Frank was a recent graduate in his first job as a reporter; Andrea was still a student doing a work placement at the station. They instantly picked each other out as misfits. Andrea’s clothes and hair had something of the 1950s about them and she seemed to Frank intimidatingly cool and collected. He was incredulous to later discover that Andrea thought exactly the same of him, though less incredulous to subsequently find that this had been based on a mistaken impression.

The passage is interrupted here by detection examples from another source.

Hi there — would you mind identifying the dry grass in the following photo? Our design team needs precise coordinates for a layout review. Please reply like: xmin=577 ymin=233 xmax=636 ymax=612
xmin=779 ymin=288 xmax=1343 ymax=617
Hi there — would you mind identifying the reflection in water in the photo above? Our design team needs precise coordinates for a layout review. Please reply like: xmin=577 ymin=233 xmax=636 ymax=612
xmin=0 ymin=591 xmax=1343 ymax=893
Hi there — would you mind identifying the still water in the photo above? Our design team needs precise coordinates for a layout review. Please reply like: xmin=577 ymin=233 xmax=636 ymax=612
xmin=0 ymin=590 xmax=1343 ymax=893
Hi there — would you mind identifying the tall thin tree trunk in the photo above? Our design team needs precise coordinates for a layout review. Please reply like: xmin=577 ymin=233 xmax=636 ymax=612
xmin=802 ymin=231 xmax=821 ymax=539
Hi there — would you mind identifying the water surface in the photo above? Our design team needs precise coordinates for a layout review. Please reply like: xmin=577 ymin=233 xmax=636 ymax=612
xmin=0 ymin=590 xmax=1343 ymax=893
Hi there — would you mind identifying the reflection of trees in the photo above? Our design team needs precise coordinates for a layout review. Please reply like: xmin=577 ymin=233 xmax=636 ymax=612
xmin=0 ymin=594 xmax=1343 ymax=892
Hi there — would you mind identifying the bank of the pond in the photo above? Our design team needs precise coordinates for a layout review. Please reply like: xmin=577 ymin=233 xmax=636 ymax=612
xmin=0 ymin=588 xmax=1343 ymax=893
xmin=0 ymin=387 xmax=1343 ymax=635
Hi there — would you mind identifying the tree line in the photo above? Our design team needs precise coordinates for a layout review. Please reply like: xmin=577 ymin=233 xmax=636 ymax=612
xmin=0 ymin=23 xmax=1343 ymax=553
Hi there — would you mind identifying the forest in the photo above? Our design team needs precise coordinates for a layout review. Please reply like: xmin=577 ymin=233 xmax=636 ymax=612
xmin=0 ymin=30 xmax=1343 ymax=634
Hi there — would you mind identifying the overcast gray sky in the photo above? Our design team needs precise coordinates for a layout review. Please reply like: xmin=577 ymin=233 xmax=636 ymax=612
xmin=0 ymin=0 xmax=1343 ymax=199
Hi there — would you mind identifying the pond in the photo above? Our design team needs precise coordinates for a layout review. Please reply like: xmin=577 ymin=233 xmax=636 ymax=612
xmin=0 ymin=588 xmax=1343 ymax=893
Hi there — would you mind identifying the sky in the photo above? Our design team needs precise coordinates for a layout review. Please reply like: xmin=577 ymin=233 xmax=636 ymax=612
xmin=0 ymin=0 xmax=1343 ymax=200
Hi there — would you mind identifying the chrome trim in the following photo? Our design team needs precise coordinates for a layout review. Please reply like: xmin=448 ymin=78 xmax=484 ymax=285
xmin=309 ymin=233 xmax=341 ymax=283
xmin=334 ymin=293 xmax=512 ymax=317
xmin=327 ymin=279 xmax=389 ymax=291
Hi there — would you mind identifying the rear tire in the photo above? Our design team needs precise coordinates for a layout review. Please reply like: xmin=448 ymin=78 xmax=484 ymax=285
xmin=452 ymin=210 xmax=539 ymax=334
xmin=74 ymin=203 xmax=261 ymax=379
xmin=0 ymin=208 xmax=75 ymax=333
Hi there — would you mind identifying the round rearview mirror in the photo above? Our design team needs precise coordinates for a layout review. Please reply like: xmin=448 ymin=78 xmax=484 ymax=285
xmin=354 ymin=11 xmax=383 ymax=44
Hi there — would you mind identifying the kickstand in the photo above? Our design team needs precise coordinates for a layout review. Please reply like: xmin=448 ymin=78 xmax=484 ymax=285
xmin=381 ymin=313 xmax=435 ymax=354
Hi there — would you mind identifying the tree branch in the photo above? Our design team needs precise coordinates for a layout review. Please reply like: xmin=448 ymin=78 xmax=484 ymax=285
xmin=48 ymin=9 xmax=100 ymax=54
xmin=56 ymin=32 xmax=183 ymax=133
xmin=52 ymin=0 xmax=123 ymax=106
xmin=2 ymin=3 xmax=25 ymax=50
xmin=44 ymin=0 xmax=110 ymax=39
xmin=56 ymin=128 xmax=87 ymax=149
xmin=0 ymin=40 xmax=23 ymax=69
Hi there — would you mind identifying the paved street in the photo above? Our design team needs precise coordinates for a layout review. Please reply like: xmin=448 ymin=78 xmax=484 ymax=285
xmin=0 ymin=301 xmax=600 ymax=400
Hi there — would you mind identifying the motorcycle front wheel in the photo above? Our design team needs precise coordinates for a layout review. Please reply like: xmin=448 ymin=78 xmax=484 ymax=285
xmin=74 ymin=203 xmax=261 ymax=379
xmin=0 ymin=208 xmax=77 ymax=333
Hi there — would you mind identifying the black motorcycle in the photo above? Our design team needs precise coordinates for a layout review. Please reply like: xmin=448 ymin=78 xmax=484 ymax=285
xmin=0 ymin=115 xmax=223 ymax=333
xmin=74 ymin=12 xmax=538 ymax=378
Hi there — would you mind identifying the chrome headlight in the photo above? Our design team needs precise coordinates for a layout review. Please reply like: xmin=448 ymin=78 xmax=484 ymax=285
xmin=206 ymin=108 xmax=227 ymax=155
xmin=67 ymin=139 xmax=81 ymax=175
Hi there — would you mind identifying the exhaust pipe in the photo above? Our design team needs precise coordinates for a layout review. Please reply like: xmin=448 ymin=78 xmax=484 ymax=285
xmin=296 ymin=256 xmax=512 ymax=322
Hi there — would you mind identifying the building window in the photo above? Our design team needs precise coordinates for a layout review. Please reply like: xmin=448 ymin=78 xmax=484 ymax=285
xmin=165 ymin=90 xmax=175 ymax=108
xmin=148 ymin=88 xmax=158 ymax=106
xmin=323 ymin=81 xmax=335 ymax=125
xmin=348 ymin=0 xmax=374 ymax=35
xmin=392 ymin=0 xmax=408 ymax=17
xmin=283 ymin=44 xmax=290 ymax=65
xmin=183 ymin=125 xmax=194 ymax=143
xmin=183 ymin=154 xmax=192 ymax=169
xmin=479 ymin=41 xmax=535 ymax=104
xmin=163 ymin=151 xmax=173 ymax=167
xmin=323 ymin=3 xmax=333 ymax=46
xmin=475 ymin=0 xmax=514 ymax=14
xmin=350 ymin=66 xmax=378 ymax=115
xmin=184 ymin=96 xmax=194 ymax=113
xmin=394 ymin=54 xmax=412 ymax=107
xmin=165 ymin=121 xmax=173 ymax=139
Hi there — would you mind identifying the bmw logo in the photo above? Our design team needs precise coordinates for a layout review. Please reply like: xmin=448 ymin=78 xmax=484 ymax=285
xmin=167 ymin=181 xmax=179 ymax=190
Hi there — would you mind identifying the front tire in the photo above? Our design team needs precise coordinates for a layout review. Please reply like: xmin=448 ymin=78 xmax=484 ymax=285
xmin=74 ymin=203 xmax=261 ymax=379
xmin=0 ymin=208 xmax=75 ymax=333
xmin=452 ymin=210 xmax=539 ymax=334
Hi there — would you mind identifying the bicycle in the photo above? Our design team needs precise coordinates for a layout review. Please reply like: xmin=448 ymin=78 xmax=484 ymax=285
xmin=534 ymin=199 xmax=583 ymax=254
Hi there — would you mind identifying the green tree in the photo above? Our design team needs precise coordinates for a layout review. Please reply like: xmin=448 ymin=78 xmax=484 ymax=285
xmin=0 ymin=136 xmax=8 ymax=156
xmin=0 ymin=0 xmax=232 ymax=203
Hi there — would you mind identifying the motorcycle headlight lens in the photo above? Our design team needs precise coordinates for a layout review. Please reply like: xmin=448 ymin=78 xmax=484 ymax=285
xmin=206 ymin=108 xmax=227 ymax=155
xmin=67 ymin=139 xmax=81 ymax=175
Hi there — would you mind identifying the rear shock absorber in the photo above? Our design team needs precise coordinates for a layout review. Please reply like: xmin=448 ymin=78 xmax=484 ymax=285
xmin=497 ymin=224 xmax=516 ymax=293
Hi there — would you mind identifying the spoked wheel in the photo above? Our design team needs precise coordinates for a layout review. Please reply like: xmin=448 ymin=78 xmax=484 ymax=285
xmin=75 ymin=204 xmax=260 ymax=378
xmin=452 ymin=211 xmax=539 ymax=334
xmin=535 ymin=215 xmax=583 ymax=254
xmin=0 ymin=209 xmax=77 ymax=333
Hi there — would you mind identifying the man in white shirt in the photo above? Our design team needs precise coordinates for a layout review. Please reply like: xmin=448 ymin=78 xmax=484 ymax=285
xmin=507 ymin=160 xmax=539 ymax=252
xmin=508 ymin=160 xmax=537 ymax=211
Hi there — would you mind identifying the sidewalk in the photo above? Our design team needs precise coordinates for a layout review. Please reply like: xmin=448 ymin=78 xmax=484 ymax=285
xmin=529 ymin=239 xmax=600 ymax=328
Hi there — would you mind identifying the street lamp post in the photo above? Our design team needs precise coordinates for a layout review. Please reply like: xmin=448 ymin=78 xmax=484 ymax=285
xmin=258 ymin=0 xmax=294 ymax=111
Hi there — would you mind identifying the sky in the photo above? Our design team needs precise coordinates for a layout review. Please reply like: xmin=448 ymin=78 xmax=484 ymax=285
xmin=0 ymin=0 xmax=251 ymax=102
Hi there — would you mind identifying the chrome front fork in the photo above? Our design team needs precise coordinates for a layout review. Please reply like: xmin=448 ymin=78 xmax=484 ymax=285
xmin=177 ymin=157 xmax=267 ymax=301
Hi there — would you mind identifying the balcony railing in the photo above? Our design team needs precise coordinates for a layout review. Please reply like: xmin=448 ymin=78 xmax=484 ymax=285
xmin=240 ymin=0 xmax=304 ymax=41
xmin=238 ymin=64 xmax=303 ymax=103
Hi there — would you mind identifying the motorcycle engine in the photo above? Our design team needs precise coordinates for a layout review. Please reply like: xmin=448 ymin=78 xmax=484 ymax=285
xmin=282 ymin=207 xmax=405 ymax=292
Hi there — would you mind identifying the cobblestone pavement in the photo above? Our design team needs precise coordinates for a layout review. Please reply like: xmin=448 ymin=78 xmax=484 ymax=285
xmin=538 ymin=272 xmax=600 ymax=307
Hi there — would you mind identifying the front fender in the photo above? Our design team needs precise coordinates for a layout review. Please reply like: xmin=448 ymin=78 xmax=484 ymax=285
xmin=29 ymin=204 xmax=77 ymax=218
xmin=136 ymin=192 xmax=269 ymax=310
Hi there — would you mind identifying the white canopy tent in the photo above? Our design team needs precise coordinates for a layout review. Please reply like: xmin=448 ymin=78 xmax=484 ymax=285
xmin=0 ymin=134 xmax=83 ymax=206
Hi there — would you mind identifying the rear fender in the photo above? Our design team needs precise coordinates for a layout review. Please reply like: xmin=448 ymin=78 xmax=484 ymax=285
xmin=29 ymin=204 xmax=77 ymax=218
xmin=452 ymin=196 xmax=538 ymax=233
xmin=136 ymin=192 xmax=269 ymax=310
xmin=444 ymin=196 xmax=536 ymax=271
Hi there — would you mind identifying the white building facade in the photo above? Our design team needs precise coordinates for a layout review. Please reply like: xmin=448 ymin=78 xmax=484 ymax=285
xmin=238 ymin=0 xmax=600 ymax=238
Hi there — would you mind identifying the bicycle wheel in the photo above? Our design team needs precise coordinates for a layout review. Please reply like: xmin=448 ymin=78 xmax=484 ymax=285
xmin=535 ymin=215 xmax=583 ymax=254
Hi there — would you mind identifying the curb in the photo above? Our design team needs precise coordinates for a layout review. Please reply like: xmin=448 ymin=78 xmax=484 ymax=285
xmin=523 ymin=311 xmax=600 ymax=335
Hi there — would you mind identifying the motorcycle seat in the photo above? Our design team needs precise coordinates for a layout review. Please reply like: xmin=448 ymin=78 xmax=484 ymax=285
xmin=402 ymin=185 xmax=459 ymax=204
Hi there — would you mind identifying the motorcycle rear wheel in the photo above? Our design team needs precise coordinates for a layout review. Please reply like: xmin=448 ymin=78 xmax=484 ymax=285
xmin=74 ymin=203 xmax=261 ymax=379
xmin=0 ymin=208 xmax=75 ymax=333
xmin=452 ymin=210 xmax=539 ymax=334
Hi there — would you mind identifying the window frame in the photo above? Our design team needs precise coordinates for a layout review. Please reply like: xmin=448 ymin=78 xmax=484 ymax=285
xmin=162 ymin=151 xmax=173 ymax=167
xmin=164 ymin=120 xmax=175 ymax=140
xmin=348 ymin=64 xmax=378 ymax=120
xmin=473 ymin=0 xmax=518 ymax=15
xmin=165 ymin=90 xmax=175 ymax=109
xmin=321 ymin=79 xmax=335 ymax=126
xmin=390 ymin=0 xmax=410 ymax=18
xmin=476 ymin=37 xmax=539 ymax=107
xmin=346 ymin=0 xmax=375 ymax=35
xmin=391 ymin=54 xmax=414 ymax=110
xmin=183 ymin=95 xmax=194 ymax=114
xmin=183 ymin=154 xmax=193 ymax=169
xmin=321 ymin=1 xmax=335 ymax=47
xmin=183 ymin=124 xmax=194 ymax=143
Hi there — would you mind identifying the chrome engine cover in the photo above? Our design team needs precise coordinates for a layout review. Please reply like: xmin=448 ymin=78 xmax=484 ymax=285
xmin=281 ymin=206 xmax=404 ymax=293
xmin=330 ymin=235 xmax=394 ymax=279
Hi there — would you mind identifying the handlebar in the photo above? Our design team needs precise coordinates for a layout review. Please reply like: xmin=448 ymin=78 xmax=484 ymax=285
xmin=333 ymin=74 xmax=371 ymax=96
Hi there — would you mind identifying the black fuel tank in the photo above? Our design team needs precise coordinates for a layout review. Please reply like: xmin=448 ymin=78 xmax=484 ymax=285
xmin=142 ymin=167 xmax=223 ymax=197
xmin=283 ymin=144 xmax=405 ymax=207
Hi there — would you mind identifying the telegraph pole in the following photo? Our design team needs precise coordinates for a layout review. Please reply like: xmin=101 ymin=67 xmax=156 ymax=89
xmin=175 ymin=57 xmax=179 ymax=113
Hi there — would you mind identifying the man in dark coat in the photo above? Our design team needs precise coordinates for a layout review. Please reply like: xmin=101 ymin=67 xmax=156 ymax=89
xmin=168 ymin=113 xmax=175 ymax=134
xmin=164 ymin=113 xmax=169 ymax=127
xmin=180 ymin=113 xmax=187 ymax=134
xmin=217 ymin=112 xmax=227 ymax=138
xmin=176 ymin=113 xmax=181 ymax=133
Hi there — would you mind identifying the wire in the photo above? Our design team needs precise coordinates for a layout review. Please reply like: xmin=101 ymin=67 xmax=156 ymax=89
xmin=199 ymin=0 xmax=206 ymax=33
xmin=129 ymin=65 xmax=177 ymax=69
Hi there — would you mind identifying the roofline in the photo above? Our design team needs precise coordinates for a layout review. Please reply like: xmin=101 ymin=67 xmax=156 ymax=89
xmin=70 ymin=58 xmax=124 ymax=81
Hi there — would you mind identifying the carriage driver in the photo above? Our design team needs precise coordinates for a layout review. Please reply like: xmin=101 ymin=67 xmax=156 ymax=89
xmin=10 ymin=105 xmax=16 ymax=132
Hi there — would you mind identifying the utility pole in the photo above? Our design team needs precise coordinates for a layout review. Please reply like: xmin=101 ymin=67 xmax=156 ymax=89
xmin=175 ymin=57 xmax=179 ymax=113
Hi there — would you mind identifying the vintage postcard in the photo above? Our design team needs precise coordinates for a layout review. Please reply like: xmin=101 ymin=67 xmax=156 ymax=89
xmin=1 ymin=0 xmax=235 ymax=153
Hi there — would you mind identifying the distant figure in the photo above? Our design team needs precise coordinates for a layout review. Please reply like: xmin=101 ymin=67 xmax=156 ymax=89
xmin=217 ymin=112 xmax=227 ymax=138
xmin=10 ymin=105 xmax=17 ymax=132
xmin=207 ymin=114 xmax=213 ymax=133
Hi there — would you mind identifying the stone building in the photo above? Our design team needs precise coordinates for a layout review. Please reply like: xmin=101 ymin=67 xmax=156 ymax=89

When he’d got the job at the station, Frank had assumed that he should wear a suit and tie every day. His budget being tight, he bought his two suits at the local branch of Oxfam. As far as he was concerned, a suit was a suit and aside from checking that they didn’t have holes and weren’t outright flares he didn’t notice the width of the trousers or the shape of the lapel. The team at Birmingham FM, merely five years out of date, smirked behind Frank’s back at his ten-years-out-of-date clothes. For Andrea, however, never suspecting that Frank could be as clueless about clothes as he turned out to be, he was cutting edge in his adoption of new-wave retro style.
Like all work placements, Andrea was taken advantage of. Many producers and presenters believed the best experience they could offer her was either to be left ignored and forgotten in the corner of a room ‘observing’ or fetching drinks and lunch for the team. Aware that they should be providing something more enriching for her, but unwilling to take the time to do so, most staff felt irked by her presence and passed her on to another party as soon as possible. She eventually turned up at Frank’s desk. On their first morning together he got her a tea and asked her how the placement had been going. Andrea was surprised by the question; in three weeks there no one else had asked her.